Die Wirtschafterin war eingetreten. Ein Strom von Worten: undenkbar, daß der Professor in dieser Nacht über den See fahre. Johanna sah mit schönem Zorn auf sie, aber ihr Gedanke war: »alte Gans!«

»Fahre nicht, Papa,« rief das kleinere Mädchen.

»Ich würde nicht fahren, Papa,« sagte die Ältere, »morgen früh geht das Dampfschiff!«

»Ach, was seid ihr doch für furchtsame Mäuse!« sagte Johanna, »es ist gar keine Gefahr, und der Regen hat schon aufgehört.«

»Ich werde mit Ihnen fahren, Fräulein,« sagte der Professor freundlich, »rufen Sie den Urban, Frau Heißlieb, er soll auch mitfahren, damit Ihr beruhigt seid.«

Wenige Minuten später traten sie ins Freie. Der Mond war aufgegangen und sah durch zerrissene Wolken. Johanna sprang ins Boot. Sie reichte dem Professor die Hand, der von Urban unterstützt, vorsichtig einstieg. Das Mädchen streifte die Kapuze zurück und warf den Mantel ab; ihr Haar fiel über die Schultern.

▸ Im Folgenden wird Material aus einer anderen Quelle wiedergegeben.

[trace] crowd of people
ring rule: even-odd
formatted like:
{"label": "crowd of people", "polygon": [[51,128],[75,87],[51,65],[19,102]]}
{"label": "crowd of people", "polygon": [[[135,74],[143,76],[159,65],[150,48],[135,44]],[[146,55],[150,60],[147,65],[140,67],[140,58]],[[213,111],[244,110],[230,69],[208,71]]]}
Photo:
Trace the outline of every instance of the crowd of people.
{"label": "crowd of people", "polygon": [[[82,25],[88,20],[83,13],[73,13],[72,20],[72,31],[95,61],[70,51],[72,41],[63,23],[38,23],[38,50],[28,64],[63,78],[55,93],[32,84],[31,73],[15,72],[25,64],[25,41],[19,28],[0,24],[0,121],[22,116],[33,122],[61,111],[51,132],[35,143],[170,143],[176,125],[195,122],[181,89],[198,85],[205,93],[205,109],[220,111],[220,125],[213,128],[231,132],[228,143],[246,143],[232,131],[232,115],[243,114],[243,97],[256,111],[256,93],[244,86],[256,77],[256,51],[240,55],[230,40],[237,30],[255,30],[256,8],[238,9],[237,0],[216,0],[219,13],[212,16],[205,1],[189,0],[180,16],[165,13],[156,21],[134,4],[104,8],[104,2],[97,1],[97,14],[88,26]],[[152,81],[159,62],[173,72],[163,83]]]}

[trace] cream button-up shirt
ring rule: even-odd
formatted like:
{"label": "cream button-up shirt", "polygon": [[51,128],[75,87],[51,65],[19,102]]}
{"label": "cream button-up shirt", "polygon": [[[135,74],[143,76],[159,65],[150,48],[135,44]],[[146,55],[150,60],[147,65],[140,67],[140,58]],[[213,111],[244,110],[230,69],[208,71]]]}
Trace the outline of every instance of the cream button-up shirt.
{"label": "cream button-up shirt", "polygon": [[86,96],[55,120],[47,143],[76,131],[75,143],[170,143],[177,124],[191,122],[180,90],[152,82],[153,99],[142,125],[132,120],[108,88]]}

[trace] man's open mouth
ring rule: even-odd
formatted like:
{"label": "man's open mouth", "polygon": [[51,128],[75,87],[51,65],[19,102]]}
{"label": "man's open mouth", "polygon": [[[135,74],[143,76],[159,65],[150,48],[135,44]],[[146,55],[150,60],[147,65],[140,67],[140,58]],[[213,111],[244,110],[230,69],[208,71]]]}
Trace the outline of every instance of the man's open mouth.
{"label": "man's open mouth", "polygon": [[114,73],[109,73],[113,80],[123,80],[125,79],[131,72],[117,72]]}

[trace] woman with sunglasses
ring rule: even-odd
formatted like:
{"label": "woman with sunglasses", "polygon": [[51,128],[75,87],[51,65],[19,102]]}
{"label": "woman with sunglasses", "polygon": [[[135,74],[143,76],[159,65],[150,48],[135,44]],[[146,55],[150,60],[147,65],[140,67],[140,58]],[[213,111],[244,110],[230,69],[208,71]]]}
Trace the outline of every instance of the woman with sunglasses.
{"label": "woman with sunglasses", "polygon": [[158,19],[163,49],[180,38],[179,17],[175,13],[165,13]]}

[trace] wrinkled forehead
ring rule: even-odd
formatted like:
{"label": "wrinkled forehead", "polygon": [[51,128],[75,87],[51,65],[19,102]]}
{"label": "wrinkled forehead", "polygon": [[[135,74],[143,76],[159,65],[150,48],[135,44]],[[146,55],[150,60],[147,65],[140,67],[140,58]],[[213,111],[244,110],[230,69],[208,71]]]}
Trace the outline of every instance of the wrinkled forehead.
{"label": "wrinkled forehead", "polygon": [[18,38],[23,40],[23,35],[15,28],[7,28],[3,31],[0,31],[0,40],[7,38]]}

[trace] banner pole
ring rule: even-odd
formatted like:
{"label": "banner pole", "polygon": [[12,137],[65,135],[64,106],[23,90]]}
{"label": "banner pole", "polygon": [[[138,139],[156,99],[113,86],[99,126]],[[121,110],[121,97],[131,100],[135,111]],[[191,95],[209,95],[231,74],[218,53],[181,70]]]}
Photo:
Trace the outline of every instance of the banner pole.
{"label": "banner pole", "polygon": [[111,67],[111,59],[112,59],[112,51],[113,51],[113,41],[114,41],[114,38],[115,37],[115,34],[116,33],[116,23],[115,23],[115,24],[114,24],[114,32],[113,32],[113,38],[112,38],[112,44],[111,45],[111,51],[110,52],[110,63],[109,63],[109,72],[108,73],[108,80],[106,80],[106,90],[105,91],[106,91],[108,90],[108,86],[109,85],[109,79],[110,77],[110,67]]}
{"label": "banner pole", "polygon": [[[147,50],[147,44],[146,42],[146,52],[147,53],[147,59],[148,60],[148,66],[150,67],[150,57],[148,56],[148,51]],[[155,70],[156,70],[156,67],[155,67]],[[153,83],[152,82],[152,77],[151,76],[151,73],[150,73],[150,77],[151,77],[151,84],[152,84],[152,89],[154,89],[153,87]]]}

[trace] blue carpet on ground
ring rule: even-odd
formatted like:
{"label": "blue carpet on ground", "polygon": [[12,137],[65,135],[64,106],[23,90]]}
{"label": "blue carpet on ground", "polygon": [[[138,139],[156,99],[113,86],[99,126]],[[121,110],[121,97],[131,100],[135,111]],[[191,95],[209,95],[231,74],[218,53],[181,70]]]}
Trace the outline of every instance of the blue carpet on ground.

Der Professor war sich eines Wagnisses, vielleicht einer Unklugheit bewußt – er war sich auch bewußt, daß sein Pflichtgefühl und seine Gutmütigkeit ihn, wie so oft, vereint dazu getrieben hatten. Und ein Gedanke sprach vernehmlich: »Wer weiß, ob die Leute mich bezahlen können?«

Er warf einen prüfenden Blick auf Johannas Anzug, aber der Blick haftete an ihr selbst. Ein paar klare, offene Augen sahen aus dem Gesicht, das im Mondlicht und von den schwarzen Haaren umrahmt schön erschien. Und bei Wind und Nacht und Regen war dieses junge Geschöpf allein herüber gefahren, um den Arzt zur kranken Mutter zu holen! Johanna hätte hell aufgelacht, wenn sie geahnt hätte, welch eine heroische Tat diese Fahrt über den See in den Augen des Gelehrten schien. Er freute sich über das junge Mädchen. Er sah Mut und Pflichtgefühl.